Open Access Dissertation

Date of Award

January 2011

Degree Type

Dissertation

Degree Name

Ph.D.

Department

Electrical and Computer Engineering

First Advisor

Cheng-Zhong Xu

Abstract

The last five years have witnessed a rapid growth of cloud computing in business, governmental and educational IT deployment. The success of cloud services depends critically on the effective management of virtualized resources. A key requirement of cloud management is the ability to dynamically match resource allocations to actual demands, To this end, we aim to design and implement a cloud resource management mechanism that manages underlying complexity, automates resource provisioning and controls client-perceived quality of service (QoS) while still achieving resource efficiency.

The design of an automatic resource management centers on two questions: when to adjust resource allocations and how much to adjust. In a cloud, applications have different definitions on capacity and cloud dynamics makes it difficult to determine a static resource to performance relationship. In this dissertation, we have proposed a generic metric that measures application capacity, designed model-independent and adaptive approaches to manage resources and built a cloud management system scalable to a cluster of machines.

To understand web system capacity, we propose to use a metric of

productivity index (PI), which is defined as the ratio of yield to

cost, to measure the system processing capability online. PI is a generic concept that can be applied to different levels to monitor system progress in order to identify if more capacity is needed. We applied the concept of PI to the problem of overload prevention in multi-tier websites. The overload predictor built on the PI metric shows more accurate and responsive overload prevention compared to conventional approaches.

To address the issue of the lack of accurate server model, we propose a model-independent fuzzy control based approach for CPU allocation. For adaptive and stable control performance, we embed the controller with self-tuning output amplification and flexible rule selection. Finally, we build a QoS provisioning framework that supports multi-objective QoS control and service differentiation. Experiments on a virtual cluster with two service classes show the effectiveness of our approach in both performance and power control.

To address the problems of complex interplay between resources and process delays in fine-grained multi-resource allocation, we consider capacity management as a decision-making problem and employ reinforcement learning (RL) to optimize the process. The optimization depends on the trial-and-error interactions with the cloud system. In order to improve the initial management performance, we propose a model-based RL algorithm. The neural network based environment model, which is learned from previous management history, generates simulated resource allocations for the RL agent. Experiment results on heterogeneous applications show that our approach makes efficient use of limited interactions and find near optimal resource configurations within 7 steps.
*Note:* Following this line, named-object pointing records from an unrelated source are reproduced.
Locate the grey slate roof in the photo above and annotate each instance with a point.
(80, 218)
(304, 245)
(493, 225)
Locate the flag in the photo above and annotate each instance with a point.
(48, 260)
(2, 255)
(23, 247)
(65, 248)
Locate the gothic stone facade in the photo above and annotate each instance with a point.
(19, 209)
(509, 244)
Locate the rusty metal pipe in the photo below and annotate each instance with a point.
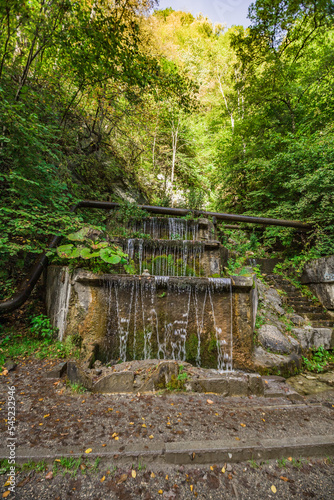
(28, 285)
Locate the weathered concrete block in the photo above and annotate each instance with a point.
(76, 375)
(271, 338)
(57, 371)
(255, 384)
(265, 362)
(238, 385)
(217, 385)
(313, 338)
(115, 382)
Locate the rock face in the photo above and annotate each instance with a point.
(284, 365)
(271, 338)
(164, 317)
(319, 276)
(313, 338)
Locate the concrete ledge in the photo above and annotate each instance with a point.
(190, 452)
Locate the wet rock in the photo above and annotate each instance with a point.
(10, 365)
(296, 319)
(319, 276)
(313, 338)
(57, 371)
(161, 376)
(115, 382)
(265, 362)
(271, 338)
(76, 375)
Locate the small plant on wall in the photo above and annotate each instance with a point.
(98, 253)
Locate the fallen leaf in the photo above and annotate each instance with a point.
(122, 478)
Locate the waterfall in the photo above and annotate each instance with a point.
(155, 317)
Finally, we present a distributed reinforcement learning approach to the cluster-wide cloud resource management. We decompose the cluster-wide resource allocation problem into sub-problems concerning individual VM resource configurations. The cluster-wide allocation is optimized if individual VMs meet their SLA with a high resource utilization. For scalability, we develop an efficient reinforcement learning approach with continuous state space. For adaptability, we use VM low-level runtime statistics to accommodate workload dynamics. Prototyped in a iBalloon system, the distributed learning approach successfully manages 128 VMs on a 16-node close correlated cluster.